Model registry and promotion. Once a run is deemed satisfactory, its model artifact is registered in the MLflow Model Registry under a versioned name. Versions progress through explicit lifecycle stages — Staging, then Production — via a promotion step that requires a deliberate human decision. The production pipeline always fetches the model tagged Production, remaining entirely agnostic to the underlying architecture.

This workflow ensures that rolling back to a previous version is as simple as changing a tag, and that every model ever trained can be reloaded from its run ID at any point in time.

Statistics Austria: Switching model versions on RSConnect

Model versions are stored in a structured and versioned manner in stable storage. Each time a model is (re-)trained, all relevant artifacts are saved, including the trained model itself, hyperparameters, tokenizers, translation tables, and the corresponding version of the R code used for training, evaluation, and serving.

This setup acts as our “model registry”, allowing us to keep track of different model versions over time. Once deployed to the rsconnect server, we can switch between these versions, enabling the reproduction of past experiments and consistent rollback if needed.

By treating models as versioned artifacts, we ensure that any previously trained model can be reloaded and used at a later point. This makes the production pipeline largely model-agnostic, as the application can serve whichever model version is currently designated for deployment without requiring changes to the surrounding code.

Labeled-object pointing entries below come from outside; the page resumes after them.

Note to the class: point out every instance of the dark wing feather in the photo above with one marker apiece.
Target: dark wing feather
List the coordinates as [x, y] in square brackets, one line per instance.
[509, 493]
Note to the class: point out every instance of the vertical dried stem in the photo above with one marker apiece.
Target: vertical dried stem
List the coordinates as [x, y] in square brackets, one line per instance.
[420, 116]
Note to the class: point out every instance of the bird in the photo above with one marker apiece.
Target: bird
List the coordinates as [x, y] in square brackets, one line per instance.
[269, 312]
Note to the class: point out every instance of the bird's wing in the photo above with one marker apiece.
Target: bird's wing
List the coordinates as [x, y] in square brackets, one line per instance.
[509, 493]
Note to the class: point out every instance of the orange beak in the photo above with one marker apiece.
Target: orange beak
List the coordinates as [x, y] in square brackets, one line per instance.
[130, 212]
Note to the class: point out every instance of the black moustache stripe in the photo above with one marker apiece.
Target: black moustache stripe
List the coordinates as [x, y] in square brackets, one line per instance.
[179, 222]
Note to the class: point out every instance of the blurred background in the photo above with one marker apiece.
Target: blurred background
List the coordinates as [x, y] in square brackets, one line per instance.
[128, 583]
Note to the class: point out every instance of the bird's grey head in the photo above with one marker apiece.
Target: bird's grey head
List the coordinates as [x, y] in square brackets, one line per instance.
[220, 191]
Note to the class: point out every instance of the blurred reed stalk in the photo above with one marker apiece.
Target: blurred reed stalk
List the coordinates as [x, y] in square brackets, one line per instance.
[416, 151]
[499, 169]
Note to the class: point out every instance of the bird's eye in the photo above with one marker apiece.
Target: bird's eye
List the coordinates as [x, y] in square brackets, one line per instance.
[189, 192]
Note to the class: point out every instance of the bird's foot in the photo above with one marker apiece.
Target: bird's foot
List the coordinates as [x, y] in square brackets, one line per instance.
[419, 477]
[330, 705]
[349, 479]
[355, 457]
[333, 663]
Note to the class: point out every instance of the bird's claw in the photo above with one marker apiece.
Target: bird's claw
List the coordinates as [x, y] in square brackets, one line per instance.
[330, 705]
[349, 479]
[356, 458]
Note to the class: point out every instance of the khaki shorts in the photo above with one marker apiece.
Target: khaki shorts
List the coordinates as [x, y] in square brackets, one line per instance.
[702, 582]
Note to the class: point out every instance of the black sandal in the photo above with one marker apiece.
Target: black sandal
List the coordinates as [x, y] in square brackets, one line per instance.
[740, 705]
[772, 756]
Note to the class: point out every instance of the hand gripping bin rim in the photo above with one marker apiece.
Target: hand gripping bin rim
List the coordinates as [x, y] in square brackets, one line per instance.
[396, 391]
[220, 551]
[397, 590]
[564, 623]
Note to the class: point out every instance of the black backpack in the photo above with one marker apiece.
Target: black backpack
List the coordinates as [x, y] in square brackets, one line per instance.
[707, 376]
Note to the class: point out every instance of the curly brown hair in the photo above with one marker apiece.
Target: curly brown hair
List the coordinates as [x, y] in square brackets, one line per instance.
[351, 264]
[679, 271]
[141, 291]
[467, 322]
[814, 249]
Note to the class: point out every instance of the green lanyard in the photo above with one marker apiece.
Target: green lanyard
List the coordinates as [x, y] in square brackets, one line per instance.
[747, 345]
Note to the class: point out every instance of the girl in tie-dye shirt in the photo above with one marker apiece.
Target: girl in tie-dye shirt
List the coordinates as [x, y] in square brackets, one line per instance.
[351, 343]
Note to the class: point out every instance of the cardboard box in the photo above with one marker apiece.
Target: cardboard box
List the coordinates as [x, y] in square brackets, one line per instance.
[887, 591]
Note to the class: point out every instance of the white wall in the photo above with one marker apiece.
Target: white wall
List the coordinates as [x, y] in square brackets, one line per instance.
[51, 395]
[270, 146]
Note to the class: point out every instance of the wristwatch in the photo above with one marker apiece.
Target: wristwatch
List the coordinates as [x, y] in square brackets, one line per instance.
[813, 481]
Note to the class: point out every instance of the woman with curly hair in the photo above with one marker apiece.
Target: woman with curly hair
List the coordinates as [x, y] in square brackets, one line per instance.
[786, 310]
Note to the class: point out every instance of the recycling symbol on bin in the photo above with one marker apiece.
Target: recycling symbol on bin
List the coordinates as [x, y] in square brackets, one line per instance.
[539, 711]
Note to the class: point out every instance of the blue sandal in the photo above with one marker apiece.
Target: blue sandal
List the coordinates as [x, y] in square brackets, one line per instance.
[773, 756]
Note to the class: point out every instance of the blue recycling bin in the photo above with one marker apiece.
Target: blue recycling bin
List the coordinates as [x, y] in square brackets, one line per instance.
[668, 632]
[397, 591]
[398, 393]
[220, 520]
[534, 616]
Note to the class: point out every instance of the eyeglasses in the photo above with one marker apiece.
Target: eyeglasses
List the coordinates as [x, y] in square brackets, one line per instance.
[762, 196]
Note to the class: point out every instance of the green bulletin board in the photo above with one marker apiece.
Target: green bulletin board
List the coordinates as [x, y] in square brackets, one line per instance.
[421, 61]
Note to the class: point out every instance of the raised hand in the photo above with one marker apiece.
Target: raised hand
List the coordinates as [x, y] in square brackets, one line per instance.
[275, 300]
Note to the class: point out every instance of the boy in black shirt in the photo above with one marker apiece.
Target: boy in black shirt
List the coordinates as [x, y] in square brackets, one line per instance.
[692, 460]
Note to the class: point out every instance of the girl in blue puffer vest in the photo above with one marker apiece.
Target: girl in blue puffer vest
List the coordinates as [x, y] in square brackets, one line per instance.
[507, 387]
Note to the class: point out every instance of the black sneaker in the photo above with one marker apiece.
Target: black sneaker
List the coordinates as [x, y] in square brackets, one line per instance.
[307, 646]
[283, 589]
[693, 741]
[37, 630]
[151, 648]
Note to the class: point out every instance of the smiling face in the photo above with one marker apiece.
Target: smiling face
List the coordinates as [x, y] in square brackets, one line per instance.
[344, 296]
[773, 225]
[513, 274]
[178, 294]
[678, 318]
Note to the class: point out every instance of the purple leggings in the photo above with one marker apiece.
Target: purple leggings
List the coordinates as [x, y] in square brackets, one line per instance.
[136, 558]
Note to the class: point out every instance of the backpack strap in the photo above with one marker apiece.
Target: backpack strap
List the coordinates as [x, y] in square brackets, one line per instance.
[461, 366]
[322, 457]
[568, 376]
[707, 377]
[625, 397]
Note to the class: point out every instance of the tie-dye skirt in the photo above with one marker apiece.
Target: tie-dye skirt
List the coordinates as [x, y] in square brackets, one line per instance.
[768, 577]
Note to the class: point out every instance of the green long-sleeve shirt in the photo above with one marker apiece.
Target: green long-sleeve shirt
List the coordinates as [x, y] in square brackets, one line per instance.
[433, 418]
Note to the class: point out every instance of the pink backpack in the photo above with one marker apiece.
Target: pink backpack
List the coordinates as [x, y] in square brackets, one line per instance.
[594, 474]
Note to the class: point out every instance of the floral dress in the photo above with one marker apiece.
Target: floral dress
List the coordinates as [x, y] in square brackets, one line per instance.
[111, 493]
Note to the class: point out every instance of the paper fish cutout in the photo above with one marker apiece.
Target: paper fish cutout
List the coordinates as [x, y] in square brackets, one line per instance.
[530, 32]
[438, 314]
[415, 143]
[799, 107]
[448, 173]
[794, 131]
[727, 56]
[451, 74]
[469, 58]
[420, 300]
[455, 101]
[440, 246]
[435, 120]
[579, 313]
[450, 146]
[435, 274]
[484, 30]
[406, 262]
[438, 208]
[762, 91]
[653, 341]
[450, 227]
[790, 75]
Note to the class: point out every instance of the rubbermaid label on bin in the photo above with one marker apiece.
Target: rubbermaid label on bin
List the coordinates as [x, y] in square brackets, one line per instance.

German Federal Statistical Office: model storage & versioning

Cloudera AI offers a model registry for model tracking and management of their lifecycle. This also enables users to roll back to previous model versions if necessary. Similar to model wrapping, the model storage process is simplified, making it easier to store, organize, and deploy models. The model registry is built on MLFlow, much like the component used for tracking model experiments.

MLFlow is also the primary tool in our other development environment (R-Server), where it is used directly, without the interface provided by Cloudera.